Manufacturers wasted no time in taking advantage of Group B regulations, and power output grew rapidly from 250 bhp to well over 500 bhp. Cars like the Audi Quattro proved the value of all wheel drive, and vehicles were built that were essentially state-of-the-art supercars designed to race on dirt roads. Many of the most remarkable cars of the 1980s were built as a directly result of Group B regulations, including the Ferrari F40, the Porsche 959, and slew of others.
In the end, the speed that Group B brought to rally was both its blessing and its curse. It was because of Group B’s regulations that the era is now remembered as a golden age, but a number of accidents and the passionate Group B fan base who often stood in exceedingly dangerous stage-side locations resulting in death and injury.

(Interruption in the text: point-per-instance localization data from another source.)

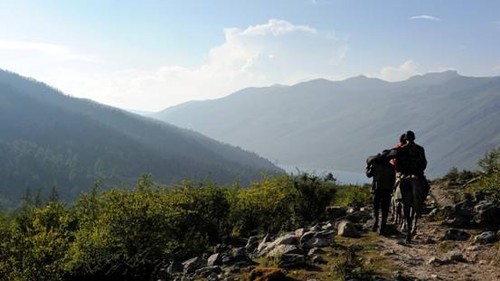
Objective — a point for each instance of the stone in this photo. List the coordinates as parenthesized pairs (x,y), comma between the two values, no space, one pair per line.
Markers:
(215,259)
(347,229)
(434,261)
(287,239)
(318,259)
(430,240)
(456,255)
(317,239)
(209,270)
(315,228)
(284,250)
(264,243)
(291,261)
(335,212)
(358,217)
(175,267)
(315,251)
(328,226)
(486,237)
(487,213)
(193,264)
(299,232)
(252,244)
(456,235)
(474,248)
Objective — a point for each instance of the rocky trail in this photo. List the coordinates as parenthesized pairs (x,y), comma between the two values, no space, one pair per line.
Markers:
(455,241)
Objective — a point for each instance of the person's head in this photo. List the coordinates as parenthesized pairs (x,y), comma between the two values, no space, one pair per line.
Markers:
(409,136)
(402,139)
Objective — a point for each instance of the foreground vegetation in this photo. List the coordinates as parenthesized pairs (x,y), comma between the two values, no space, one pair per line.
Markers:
(123,234)
(131,234)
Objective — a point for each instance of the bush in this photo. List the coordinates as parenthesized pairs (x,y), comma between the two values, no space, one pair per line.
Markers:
(489,177)
(123,234)
(353,196)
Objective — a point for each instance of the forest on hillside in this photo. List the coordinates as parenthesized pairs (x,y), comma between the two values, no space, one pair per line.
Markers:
(123,234)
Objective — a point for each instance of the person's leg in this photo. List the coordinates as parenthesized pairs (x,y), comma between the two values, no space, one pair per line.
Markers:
(376,206)
(385,204)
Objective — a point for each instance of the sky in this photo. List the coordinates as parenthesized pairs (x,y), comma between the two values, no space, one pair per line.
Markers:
(148,55)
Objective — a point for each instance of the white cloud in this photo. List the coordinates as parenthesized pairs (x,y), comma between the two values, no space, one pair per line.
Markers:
(397,73)
(51,51)
(259,55)
(425,17)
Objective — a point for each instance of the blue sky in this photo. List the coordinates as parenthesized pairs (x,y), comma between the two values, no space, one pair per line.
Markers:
(151,54)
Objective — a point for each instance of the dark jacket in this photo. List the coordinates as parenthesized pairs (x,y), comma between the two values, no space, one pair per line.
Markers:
(382,171)
(411,160)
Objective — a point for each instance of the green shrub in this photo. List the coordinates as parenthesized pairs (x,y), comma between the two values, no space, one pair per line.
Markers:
(488,180)
(353,196)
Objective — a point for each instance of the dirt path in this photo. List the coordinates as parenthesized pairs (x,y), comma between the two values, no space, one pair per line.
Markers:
(428,258)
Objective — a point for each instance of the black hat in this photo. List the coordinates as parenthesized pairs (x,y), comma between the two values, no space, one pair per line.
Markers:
(410,136)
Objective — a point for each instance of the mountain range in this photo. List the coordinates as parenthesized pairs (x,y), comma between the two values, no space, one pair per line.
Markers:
(48,139)
(336,125)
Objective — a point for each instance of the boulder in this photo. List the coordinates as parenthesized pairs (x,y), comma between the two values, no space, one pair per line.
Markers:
(287,239)
(264,243)
(193,264)
(328,226)
(299,232)
(486,237)
(346,228)
(487,213)
(315,251)
(292,261)
(215,259)
(318,259)
(456,235)
(456,255)
(316,239)
(335,212)
(283,250)
(358,217)
(209,270)
(252,244)
(175,267)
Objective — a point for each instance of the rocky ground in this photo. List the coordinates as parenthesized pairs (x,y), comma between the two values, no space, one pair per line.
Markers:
(455,241)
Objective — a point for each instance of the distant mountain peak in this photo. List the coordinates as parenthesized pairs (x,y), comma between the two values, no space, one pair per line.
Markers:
(436,76)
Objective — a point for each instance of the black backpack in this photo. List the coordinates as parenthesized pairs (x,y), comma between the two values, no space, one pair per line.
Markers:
(410,159)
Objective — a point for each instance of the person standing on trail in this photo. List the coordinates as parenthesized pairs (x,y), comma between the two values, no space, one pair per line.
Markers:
(397,216)
(383,173)
(411,163)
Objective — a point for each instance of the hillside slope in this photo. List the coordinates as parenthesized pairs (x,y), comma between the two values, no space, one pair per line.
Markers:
(335,125)
(49,139)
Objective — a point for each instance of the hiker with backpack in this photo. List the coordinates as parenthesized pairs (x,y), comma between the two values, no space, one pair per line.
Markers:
(411,163)
(383,173)
(397,205)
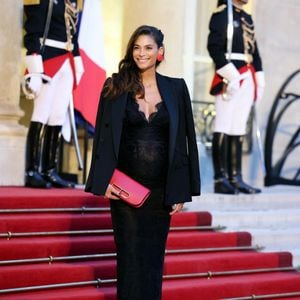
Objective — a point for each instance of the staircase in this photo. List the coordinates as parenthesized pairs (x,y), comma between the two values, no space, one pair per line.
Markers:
(58,244)
(272,217)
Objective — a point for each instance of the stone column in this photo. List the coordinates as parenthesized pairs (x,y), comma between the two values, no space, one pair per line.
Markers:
(12,135)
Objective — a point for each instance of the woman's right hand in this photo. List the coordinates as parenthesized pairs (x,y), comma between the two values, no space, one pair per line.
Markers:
(111,193)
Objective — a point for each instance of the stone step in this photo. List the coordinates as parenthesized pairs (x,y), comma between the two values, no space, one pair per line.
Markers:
(271,219)
(280,238)
(275,197)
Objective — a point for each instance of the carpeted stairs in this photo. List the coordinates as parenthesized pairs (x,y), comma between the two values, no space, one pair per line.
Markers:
(58,244)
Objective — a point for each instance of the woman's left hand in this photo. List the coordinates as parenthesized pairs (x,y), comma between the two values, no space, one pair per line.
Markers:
(176,208)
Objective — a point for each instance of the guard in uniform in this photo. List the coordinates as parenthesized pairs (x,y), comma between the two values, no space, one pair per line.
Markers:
(52,53)
(238,82)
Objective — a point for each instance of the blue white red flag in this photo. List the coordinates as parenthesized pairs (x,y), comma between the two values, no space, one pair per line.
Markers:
(91,45)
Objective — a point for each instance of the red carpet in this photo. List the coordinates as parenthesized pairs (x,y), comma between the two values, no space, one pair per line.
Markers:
(223,270)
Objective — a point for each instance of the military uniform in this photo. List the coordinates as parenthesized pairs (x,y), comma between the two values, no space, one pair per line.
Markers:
(238,82)
(52,50)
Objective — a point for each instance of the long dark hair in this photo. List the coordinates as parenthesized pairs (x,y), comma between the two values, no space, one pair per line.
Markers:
(128,78)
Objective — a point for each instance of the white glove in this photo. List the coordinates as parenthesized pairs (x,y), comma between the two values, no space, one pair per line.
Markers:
(260,82)
(79,68)
(231,75)
(34,64)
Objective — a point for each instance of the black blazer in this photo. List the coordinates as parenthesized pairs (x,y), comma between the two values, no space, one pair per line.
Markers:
(183,176)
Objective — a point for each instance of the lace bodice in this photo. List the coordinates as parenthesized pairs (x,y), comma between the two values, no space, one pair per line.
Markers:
(143,151)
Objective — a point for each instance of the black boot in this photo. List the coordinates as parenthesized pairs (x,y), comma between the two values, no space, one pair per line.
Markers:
(235,166)
(49,157)
(219,150)
(33,178)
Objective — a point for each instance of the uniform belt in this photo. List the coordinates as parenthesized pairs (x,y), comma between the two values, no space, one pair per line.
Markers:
(58,44)
(240,56)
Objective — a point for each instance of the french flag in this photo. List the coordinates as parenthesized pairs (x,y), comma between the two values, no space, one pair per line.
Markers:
(91,45)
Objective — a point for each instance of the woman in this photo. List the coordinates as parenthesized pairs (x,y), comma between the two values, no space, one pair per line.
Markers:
(240,67)
(144,128)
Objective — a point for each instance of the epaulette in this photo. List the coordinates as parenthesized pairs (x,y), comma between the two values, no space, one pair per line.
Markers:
(220,8)
(31,2)
(80,5)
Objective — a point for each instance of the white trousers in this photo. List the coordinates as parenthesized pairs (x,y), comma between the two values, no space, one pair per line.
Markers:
(51,105)
(232,114)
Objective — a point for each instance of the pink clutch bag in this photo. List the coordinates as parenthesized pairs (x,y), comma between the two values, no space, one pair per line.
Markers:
(129,190)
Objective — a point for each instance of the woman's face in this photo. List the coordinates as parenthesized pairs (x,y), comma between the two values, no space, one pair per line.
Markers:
(240,3)
(145,52)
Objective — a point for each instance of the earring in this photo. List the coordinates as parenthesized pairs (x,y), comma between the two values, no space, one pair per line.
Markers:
(160,57)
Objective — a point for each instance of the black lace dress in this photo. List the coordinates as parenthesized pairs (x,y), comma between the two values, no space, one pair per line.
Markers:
(141,233)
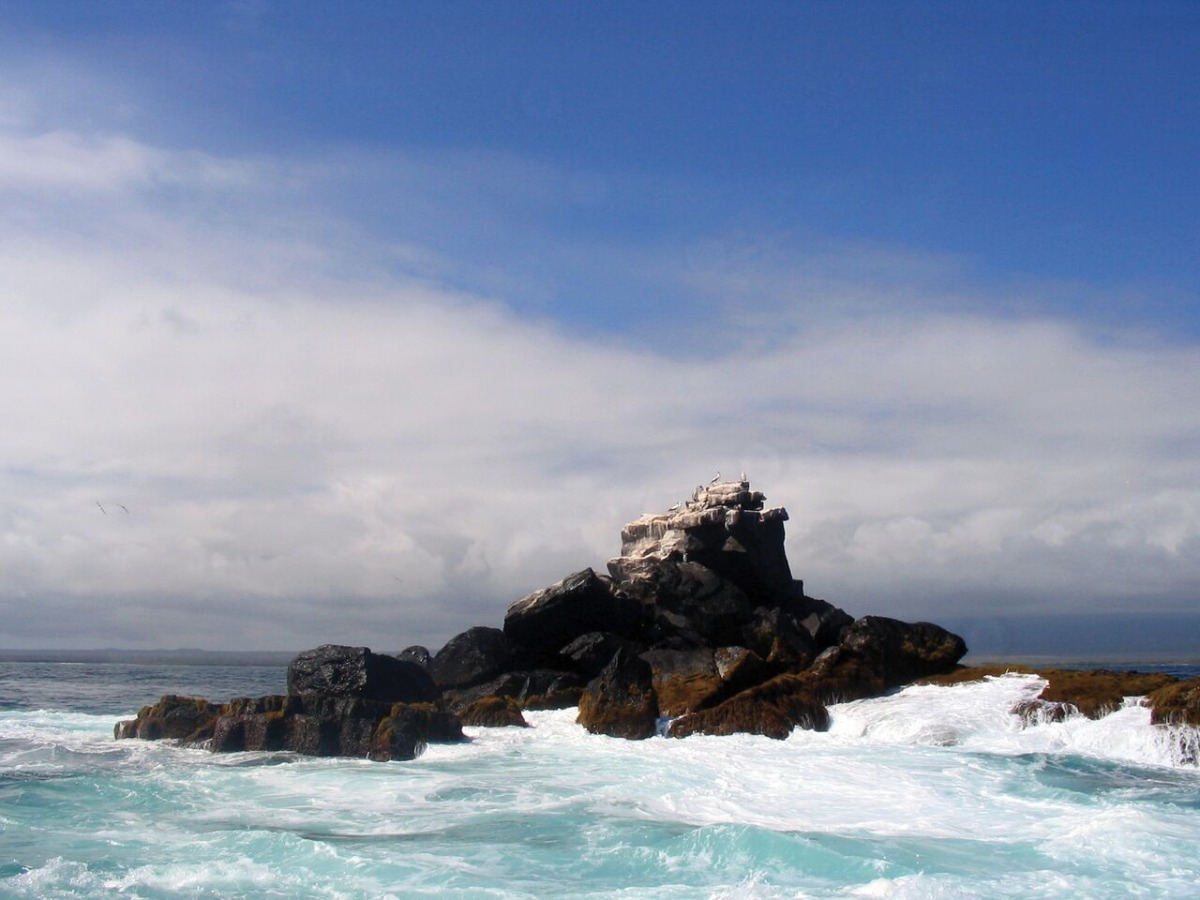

A number of driver deaths and injuries accumulated, accompanied by a number of spectator deaths and injuries. The final nail in the Group B coffin would be the deaths of Henri Toivonen and co-driver Sergio Cresto in May of 1986 at the Tour de Corse.
Their Lancia shot off the side of the road at a left hand corner, down a steep hillside into a forested area. Both men were killed and 1987 saw the end of Group B. Some of the cars were repurposed for other racing series and events, today the original Group B cars are among the most collectible rally cars of all time – and they regularly race in historic motorsport competition.